I didn't know much about this one going in besides the basic premise (follows the wanderings of an elf mage in a fantasy rpg setting years after her party of adventurers defeats the Demon King and returns peace to the land), a handful of recommendations from folks, and that it's currently getting an anime adaptation.
I really enjoyed it though. It's very beautifully melancholy in the way that Frieren drifts through the world without much personal attachment, only to run into repeated scenarios of disconnect in seeing the people around her who she's grown distant from over the decades age and fade away. It all feels very true to the experience of being a dreamy, dissociated space case, and it's very elegant the way that this experience so naturally arises out of Frieren's elven lifespan but is also deeply human. Yes, as an elf she hardly feels affected by the months and even years as they slide on by and so it's natural for her to let them pass without notice, and yet a millennia-long lifespan isn't the only reason one might experience such a thing.
It's just as easy for those of us with shorter lifespans to let the time glide on by without ever truly being present in it. In times in my past due to deep depressive dissociative spells it's certainly felt easy to feel like an timeless being drifting aimlessly through existence, hardly feeling the months as they slide on by, and it's simultaneously painful and wistful seeing such an existence given perfect, romanticized form in Frieren herself. Yet even as she herself has no shortage of time to idle away seeking the most mundane scraps of magic, the world around her doesn't pause. There's a certain allure in her being able to idle away months and years seeking out a minor spell to remove rust from statues, but even though she can afford to face life with aloof indifference, is she really happiest doing so?
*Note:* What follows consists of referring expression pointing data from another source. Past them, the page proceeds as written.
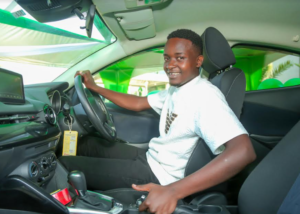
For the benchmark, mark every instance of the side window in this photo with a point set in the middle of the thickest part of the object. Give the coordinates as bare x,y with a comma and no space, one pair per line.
141,74
267,69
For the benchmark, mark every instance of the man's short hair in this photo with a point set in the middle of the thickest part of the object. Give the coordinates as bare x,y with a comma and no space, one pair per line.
189,35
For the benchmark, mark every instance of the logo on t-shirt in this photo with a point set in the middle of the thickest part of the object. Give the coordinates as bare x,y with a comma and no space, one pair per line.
170,118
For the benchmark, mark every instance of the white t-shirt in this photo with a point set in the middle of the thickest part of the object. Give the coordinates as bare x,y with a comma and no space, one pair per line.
195,110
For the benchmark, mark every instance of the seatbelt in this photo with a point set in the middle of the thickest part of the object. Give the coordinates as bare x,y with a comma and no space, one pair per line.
291,202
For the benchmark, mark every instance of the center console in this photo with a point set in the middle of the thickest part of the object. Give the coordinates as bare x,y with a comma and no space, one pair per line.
33,193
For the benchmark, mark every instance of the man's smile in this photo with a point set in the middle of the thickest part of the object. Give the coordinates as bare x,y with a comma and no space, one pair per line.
173,75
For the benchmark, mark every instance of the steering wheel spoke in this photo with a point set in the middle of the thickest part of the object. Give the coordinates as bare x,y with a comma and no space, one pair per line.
96,111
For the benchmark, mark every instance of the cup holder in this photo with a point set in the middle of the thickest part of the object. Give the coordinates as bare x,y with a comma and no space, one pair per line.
209,209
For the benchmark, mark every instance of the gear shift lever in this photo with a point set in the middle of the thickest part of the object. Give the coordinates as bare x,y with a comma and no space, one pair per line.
87,199
77,180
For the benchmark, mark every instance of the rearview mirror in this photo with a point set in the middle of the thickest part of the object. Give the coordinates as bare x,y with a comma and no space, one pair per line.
90,20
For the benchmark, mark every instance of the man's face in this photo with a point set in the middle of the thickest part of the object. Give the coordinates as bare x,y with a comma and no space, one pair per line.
182,61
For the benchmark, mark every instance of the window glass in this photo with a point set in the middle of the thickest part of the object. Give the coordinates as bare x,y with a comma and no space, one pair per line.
267,69
141,74
43,51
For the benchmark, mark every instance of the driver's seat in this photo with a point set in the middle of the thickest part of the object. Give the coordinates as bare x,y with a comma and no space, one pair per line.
218,61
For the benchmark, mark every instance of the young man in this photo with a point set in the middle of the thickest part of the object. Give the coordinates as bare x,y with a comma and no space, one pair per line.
191,108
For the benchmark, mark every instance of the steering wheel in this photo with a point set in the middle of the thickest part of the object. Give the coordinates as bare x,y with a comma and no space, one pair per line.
96,110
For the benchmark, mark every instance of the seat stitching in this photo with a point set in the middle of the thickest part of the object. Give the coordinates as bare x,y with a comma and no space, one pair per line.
232,84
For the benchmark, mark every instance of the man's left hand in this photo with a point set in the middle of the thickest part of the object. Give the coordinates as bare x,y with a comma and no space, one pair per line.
160,200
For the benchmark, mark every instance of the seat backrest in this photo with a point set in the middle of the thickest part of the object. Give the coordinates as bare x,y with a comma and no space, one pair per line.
218,56
218,62
268,185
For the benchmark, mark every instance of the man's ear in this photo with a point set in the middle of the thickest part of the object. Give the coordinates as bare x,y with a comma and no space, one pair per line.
199,61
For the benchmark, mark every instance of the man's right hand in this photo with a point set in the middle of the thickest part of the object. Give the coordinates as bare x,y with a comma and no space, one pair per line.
87,79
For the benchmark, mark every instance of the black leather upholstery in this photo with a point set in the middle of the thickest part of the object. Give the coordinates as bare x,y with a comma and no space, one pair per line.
216,51
268,184
218,56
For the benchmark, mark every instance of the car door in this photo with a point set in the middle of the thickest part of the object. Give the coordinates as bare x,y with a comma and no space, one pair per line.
272,105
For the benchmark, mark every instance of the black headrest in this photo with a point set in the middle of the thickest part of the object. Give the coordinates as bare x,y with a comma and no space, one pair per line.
216,51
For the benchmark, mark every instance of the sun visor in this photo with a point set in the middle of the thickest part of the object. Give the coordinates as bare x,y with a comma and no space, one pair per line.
137,25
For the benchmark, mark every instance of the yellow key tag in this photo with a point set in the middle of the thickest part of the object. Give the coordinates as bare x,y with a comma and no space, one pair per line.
70,143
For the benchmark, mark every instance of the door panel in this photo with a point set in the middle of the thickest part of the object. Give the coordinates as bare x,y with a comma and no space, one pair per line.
134,127
270,114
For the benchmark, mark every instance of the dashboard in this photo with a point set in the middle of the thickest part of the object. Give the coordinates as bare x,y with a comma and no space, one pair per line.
30,133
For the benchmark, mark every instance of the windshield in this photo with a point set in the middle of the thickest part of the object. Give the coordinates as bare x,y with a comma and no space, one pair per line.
43,51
I also really love the character of Himmel. He's the central hero of Frieren's adventuring party whose passing away of old age decades later sets off Frieren's current wanderings. At first it's easy to take him as a bit of a golden fool (early flashbacks show him hemming and hawing over how best to pose for an adoring statue), however repeated flashbacks show him as someone with a deeply-rooted love of the world and life itself, from which all of his heroism stems. His example inspires the group's selfish and corrupt priest to later in life take in and shelter an orphan, and although his example doesn't quite reach Frieren as deeply, repeated flashbacks show him constantly placing his faith and trust in her to find roots of care in the world. Trusting she'd return to a village where they'd sealed away a demon near a century earlier to finish the deed and ensure its safety, even just mundane things like having faith in her capacity to enjoy the beauty of a sunrise even while she protests about the inconvenience of waking up early and maintains a sense of distance and superiority.
If Frieren's natural impulses are to constantly distance from the world and retreat into a safe isolated existence of magical study, Himmel feels like the embodiment of the draw of love, connection, and meaning, and it's really satisfying seeing Frieren slowly warm to extending roots into the world and (cautiously, uncertainly) finding things to begin to bind herself to life around her and move out of her solitary bubble.